The Helldorabo models I am aimming to pick are :
Samael and Foulques, The Damned of Anger ,Tsilla Sand and Grain, Babul and Eludos and Damned of Pride.
I got the names from here hope they are right : http://www.arcaneminiatures.co.uk/demons-miniatures.asp

Yea I do see alot of armies with Pig Iron heads and they are good heads but I am going to try something different with most of my models but I have around 20 of these heads and I dont what them to go to waste. 
I have heard that lots of people dont like the Daemonhosts but I think they are ok. I will use one or two for my Psyker Battle squad. The death cult assassins I will use as Bodyguards.
Also does anybody have any good ideas for Orygns ?

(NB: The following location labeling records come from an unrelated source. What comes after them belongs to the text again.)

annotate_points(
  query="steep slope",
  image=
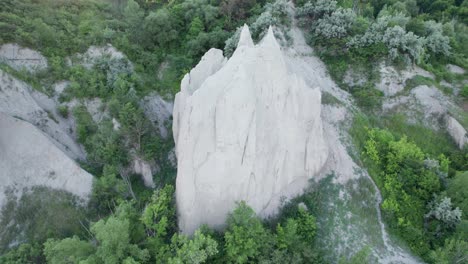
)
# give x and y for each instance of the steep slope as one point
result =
(18, 99)
(245, 129)
(349, 215)
(28, 158)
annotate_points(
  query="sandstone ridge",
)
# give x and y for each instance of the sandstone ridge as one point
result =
(245, 129)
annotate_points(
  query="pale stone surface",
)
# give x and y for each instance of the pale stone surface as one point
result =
(457, 132)
(28, 158)
(19, 58)
(90, 57)
(19, 100)
(393, 81)
(245, 129)
(455, 69)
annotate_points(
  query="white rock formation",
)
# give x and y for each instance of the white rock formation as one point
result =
(28, 158)
(393, 81)
(245, 129)
(457, 132)
(94, 53)
(455, 69)
(19, 100)
(18, 57)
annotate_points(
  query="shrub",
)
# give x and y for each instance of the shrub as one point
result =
(464, 91)
(337, 24)
(63, 110)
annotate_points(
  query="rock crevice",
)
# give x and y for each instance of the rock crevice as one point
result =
(241, 117)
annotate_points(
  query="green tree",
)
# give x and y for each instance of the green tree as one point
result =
(196, 250)
(113, 241)
(458, 191)
(68, 250)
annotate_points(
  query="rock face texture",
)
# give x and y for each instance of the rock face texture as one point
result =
(19, 100)
(29, 158)
(245, 129)
(457, 131)
(19, 58)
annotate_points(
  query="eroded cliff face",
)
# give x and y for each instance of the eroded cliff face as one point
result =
(29, 158)
(245, 129)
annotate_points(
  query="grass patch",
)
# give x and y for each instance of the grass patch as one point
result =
(329, 99)
(418, 80)
(39, 214)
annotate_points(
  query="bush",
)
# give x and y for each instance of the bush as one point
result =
(464, 91)
(63, 110)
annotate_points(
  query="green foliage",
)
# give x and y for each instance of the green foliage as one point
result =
(63, 110)
(464, 91)
(245, 235)
(114, 245)
(458, 192)
(406, 181)
(24, 253)
(107, 190)
(417, 81)
(85, 125)
(68, 250)
(361, 257)
(196, 250)
(36, 218)
(159, 215)
(367, 96)
(453, 251)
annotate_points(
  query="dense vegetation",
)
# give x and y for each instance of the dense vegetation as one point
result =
(422, 181)
(416, 176)
(357, 36)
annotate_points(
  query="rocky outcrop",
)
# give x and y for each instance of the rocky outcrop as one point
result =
(28, 158)
(393, 81)
(94, 53)
(245, 129)
(19, 100)
(457, 132)
(20, 58)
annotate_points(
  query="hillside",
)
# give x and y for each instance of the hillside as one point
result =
(233, 131)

I have one more problem that I need to sort out before I start this project. That problem is the Paint scheme. I have worked out my scheme for my Beastmen- pale skin,purple fur and red armour. I know red armour is a khorne colour but I cant do purple or pink as it will all blend in.
But for my normal guys that I am using cadian parts for how shall I paint them. Shall I do like light fatigues like bleach bone then black wash + highlight then purple armour. Or shall the Fatigues be Black and then purple/pink armour. Or could I do Purple Fatigues and then not sure for armour, Black ?


----------



## admiraldick (Sep 9, 2008)

honestly?

i would stay clear of purple and pink, unless you have something very unique in mind. purple and pinks are so overused in can be quite tedious (i know this from having a purple Slaaneshi CSM army).

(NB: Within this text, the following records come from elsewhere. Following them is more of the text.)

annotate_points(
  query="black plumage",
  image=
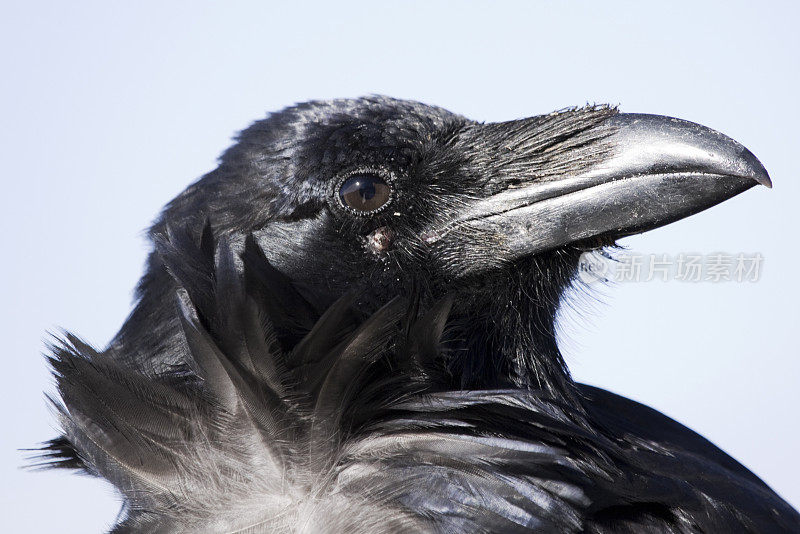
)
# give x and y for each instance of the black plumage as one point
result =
(294, 364)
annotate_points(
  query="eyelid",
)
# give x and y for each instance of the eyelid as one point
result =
(384, 174)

if you could just recap what parts you are using to make the average troop (or better still show us a photo of an unpainted one) then it would be easier to offer some colour tips.


----------



## Talos (Aug 4, 2008)

I know Purple is always used in Slaaneshi armies I have 3000 points of Emperors Children that I am repainting. I did try and do a slaanesh marine with lots of bright blues and greens but could not get it quite right.
For my basic troops I am using Beastmen and pig iron parts, also Forgeworld Traitor guard parts.
Here are some WiP of these three types. They are very Wip in terms of adding chaos bits. They where also painting up in Khornate paints as I thought at the start I was going to make a Khorne army.


----------



## Vaz (Mar 19, 2008)

That model looks like a cannibilised Arco Flagellant (the first unknown one) from Inquisitor, but looks far too small.


----------



## Talos (Aug 4, 2008)

I just had a look at the Inquisitor range and you are right the Archo Flagellant does look a bit like it, well the head.
Those are nice models I know they are 54mm but does anybody have a picture of them next to a normal GW model as I think they could make nice Ogyrns the GW ones just dont look slaaneshi enough.
a picture of them next to a Ogyrn size model would be even better.


----------